Thomas Hutchinson served Massachusetts for thirty years as a jurist, historian, lieutenant governor, and finally royal governor. He believed that Parliament had the authority to legislate for the colonies but that it had been unwise and provocative in exercising it. He tried to prevent a confrontation. His own private letters, leaked to colonial leaders by Benjamin Franklin in 1773, were used to argue he was an enemy of colonial liberty. He went into exile in 1774. His diary and letters and his three-volume History of the Colony and Province of Massachusetts Bay are in institutional archives.
Hutchinson's political position was not a defense of parliamentary tyranny. He believed that Parliament had legal authority over the colonies and that challenging that authority would lead to a confrontation neither side could win. He argued for repeal of the Stamp Act on practical grounds. He opposed the Townshend duties as provocative. He repeatedly advised London that the colonial situation required careful handling.
I never think of the measures necessary for the peace and good order of the colonies without pain. There must be an abridgement of what are called English liberties. I relieve myself by considering that in a remove from the state of nature to the most perfect state of government there must be a great restraint of natural liberty.
This letter and others like it were obtained by Benjamin Franklin in London and sent to colonial leaders in Massachusetts. Franklin instructed that they not be published. They were published immediately. The phrase abridgement of English liberties became the centerpiece of the colonial case that Hutchinson was working against the interests of Massachusetts. The letters produced a formal petition to the Crown for his removal.
Hutchinson's governorship ended over the question of tea. He refused to allow the tea ships to leave Boston harbor without paying duty, because he believed allowing them to leave would set a precedent for nullifying parliamentary acts. The Sons of Liberty destroyed the tea on December 16, 1773. Hutchinson reported the event to London and recommended firm response. Parliament passed the Coercive Acts.
This is the last step but one. An open and declared rebellion will follow.

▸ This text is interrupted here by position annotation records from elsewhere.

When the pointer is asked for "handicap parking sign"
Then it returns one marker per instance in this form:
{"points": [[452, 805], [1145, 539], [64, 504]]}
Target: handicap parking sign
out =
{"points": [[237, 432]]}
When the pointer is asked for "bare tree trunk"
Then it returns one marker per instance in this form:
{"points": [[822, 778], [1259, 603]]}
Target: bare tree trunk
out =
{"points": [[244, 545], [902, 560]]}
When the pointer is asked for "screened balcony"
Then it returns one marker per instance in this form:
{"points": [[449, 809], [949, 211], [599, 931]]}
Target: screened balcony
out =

Hutchinson sailed for England in June 1774, expecting to return after a brief consultation with the ministry. He never did. He settled in London, advising the ministry on American affairs, and began writing his diary. He watched the war from London and died there in June 1780, before it ended.
The Diary and Letters of His Excellency Thomas Hutchinson, compiled from original documents in the possession of his descendants and published in two volumes in 1883 and 1886, is confirmed at the Internet Archive in full, public domain. It covers his years in England from 1774 to his death in 1780. Bernard Bailyn's 1974 study of Hutchinson, based on his papers at the Massachusetts Historical Society, argued that Hutchinson was not a villain but a tragic figure: a man whose commitment to law and constitutional order led him to positions that made him appear an enemy of liberty to the people he had spent his career serving.